As noted by Wesley Yang, there are 40 separate days in the American political calendar specifically dedicated to celebrating trans people (and an additional 77 days dedicated to celebrating trans people as a subset of LGBTQ+) - in contrast to Black History Month, which famously falls on the shortest month in the Gregorian calendar, despite black Americans making up 13-14% of the US population. President Joe Biden gave a statement on Transgender Day of Remembrance, while Democratic candidate Elizabeth Warren made the frankly bizarre campaign promise that her pick for education secretary would have to be personally vetted by a transgender child. There has hardly been a single political issue in the last ten years that hasn’t been framed as “how might this affect trans people?” or “what does this mean for the struggle for trans rights?” in the popular media, no matter how tangential the connection - everything from Black Lives Matter to the war in the Ukraine to gun violence in schools to the cost-of-living crisis to Covid to AI to the Israel-Palestine conflict to Brexit and even climate change (“[exposure to secondhand smoke] can exacerbate the respiratory stress that LGBTQI+ populations may experience from air pollution and chest binding, which is a common practice among transgender men to achieve a flat chest”).

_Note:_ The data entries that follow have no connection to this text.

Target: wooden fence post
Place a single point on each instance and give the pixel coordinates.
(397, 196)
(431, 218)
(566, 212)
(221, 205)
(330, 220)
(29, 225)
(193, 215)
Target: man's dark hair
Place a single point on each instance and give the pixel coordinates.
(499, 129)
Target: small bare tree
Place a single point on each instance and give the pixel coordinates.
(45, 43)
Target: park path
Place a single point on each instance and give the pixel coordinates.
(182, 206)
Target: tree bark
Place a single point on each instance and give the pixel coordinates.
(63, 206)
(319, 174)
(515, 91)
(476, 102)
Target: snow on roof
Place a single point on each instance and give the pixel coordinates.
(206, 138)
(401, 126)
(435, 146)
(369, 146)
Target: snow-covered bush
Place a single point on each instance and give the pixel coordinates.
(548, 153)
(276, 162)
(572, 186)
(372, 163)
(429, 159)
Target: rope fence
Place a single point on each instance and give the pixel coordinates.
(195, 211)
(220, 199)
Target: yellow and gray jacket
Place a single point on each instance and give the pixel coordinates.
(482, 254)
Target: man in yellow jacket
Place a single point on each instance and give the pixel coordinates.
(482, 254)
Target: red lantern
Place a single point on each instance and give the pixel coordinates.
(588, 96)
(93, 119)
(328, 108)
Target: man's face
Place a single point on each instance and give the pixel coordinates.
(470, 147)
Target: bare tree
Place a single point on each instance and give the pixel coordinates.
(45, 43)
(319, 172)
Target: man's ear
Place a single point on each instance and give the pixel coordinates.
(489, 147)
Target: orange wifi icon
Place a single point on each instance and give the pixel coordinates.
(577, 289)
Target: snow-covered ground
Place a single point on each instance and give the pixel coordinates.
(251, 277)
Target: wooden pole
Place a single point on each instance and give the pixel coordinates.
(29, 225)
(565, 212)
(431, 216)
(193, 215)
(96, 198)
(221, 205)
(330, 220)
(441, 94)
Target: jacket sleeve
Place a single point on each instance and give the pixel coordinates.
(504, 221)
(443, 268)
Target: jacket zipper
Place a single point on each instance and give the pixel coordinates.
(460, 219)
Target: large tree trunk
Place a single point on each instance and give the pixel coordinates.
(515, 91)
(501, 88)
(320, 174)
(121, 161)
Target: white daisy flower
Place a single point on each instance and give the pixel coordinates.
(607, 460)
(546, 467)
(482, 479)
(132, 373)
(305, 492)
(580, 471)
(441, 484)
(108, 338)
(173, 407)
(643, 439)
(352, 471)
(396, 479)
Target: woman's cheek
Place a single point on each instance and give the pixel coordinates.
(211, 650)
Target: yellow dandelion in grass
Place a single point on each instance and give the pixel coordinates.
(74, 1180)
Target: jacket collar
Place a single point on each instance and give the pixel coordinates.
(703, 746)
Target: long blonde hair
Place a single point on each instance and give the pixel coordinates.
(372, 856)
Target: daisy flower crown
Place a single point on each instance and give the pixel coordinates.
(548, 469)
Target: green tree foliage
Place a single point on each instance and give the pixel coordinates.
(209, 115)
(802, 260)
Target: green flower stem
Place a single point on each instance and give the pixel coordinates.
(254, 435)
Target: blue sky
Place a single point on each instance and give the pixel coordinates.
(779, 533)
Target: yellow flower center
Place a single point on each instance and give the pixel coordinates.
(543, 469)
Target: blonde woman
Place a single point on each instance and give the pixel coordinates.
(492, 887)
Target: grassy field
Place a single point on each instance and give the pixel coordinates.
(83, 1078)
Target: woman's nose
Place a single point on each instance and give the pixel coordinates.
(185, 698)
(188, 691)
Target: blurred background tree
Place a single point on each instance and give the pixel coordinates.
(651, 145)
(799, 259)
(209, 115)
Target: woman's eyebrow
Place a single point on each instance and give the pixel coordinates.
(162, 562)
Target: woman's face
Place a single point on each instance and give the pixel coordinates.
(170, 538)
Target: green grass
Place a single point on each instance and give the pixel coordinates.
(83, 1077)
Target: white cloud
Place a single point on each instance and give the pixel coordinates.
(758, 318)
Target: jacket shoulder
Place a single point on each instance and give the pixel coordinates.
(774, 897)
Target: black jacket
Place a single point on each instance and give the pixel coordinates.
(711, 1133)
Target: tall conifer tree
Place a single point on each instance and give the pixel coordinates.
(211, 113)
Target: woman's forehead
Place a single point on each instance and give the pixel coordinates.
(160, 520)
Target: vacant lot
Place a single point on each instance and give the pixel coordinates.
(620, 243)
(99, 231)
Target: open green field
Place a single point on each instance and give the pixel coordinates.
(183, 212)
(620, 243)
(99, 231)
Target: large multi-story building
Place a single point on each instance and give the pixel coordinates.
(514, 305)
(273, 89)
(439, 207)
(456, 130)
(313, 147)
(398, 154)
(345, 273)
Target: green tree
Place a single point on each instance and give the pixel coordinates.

It’s a bit rich to demand that Americans spend more than one-tenth of the calendar year celebrating trans people, “centring their voices” and putting their trials and tribulations at the forefront of their consciousness - only to then turn around and say "umm why do you even care about this, it’s such a tiny issue lol" when some of them offer even the mildest pushback. You brought it up.

And you'll notice that hypothetical mass killings of trans people are very much not actual killings of trans people.